S’inspirer des mouvements offensifs de Dortmund serait intéressant.

À quelques semaines du premier match officiel de la saison, il semblerait que l’effectif d’attaque du Barça soit connu : Messi, Neymar, Suarez, Deulofeu et bien sûr Pedro. Le Canarien devrait d’ailleurs, sauf surprise, commencer la saison comme titulaire et devra alors profiter de la suspension de Luis Suarez pour montrer qu’il mérite lui aussi de faire partie des discussions sur l’attaque du Barça. Son profil différent en fait un atout de choix pour Luis Enrique qui composera avec quatre joueurs de classe mondiale et un jeune talent la saison prochaine. La question est de savoir si cela sera suffisant pour remplir les objectifs du club…

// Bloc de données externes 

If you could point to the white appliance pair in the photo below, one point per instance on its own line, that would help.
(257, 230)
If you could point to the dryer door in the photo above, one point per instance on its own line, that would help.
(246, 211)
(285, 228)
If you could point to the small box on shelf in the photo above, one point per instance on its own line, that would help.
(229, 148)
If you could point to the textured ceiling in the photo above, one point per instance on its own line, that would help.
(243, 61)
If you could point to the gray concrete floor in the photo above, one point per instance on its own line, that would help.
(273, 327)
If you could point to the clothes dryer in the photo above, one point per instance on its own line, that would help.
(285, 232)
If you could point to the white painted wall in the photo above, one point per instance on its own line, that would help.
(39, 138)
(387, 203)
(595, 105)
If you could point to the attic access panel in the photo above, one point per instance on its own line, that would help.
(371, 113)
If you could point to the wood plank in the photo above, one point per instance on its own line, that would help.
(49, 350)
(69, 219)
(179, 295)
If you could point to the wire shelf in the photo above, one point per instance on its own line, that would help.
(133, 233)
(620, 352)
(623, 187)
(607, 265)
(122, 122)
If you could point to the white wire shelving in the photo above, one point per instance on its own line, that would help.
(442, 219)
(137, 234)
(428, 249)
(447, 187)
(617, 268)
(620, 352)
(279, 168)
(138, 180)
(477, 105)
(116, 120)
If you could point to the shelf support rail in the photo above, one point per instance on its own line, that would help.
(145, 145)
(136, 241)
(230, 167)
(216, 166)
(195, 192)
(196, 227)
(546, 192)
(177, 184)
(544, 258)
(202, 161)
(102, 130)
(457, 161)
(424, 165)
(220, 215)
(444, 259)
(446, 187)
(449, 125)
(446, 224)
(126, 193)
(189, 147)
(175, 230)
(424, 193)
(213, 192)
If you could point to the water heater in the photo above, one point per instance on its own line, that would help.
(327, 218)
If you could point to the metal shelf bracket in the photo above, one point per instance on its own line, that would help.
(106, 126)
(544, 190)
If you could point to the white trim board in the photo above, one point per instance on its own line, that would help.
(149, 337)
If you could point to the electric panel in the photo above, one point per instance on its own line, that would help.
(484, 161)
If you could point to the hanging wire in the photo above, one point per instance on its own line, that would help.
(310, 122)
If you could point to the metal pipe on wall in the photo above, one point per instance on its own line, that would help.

Que faut-il attendre en 2014-15 ?

S’il est objectivement impossible d’exiger de ce Barça qu’il gagne à nouveau tout tout de suite, il demeure essentiel de renouer avec le succès. La Liga à venir s’annonce tout aussi compliquée que l’édition écoulée et l’éternel ennemi madrilène s’est construit une armada impressionnante au milieu de terrain. Deuxième la saison passée, le Barça devra inévitablement rester constant d’août à mai pour espérer décrocher un nouveau sacre national. Pour ce qui est de la scène européenne, après avoir connu six fois de suite le dernier carré de la compétition reine, le Barça devra batailler pour faire tomber des concurrents toujours plus armés. À Luis Enrique de s’assurer d’avoir un groupe compétitif pour ces enjeux, sans oublier la Copa del Rey.